In the 1999 World Cup, South Africa were the hot favourites. It was there that I saw the first signs of my captain's weakness. Hansie took the field with an ear-piece to communicate with Woolmer, a move he later paid for. South Africa’s previously impressive top order began to rely more on Lance Klusener's WMD finishes. In the excitement and amid a remarkable run of “Zulu” form, the otherwise perceptive Hansie Cronje let his team play; he should have united the team and reminded them of their duties.
Personally, I loved it. Klusener is and will always be my 1999 World Cup hero, but in there is no way Allan Donald should have been the man at the other end with Zulu when the likes of Kirsten, Gibbs, Cullinan, Kallis, Cronje and even Pollock came before. I thought the 1999 World Cup semi-final was the first and last time the Proteas would break my heart.
And then came Cronje-gate.
|Image courtesy: wn.com|
I distinctly remember the day Hansie confessed his crimes. I was leaving for a vacation and woke up early to start my travels. I picked up the newspaper – it's first page featured a huge picture of Hansie crying and the headline “Match-fixing scandal rocks the Cricket world”. To say I was devastated is an understatement. Till then, I had vehemently defended Cronje, strongly believing the allegations to be a set-up. Anyone and everyone who loves cricket was shattered by the revelation but for me it was more personal: it was the ultimate and immutable demise of my hero.
I was disgusted that he had persuaded team-mates to join him and shocked by the tremendous flaw that the match-fixing scandals revealed in a man I respected. It pained me to see what he had reduced his cricket to, to what he had reduced himself. Those are the only emotions I recall from those days – betrayal and an overwhelming sadness. Even still I couldn’t bring myself to hate him, rather I was grateful when he stepped aside and accepted his bans with grace. I couldn't bear to see him stoop lower.

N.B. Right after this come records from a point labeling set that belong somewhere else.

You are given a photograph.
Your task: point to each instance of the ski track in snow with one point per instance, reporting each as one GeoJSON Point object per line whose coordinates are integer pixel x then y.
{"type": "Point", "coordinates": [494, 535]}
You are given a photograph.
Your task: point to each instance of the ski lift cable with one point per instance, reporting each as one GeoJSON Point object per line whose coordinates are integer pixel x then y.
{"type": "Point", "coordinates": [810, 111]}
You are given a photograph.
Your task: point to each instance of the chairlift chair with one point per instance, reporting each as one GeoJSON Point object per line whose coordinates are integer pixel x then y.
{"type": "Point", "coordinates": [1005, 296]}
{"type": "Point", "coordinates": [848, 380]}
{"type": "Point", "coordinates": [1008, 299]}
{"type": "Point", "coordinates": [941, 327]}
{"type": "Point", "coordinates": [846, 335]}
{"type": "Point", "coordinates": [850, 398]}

Cronje broke my heart a third time with his untimely death. It's indicative of the man that sometimes I feel he's still alive, on an island and living it up. In these times, he's grinning from ear to ear as only Hansie can.
It's probably pretty plain that I forgave him quickly. His incredible betrayal could not taint the memories he had given me over the years and neither could it stain his leadership and passion for the game. Hansie Cronje may have changed cricket forever with his misguided activities, but for me it doesn't detract at all from the confidence he provoked in the Proteas and, by extension, his gift to the cricket world.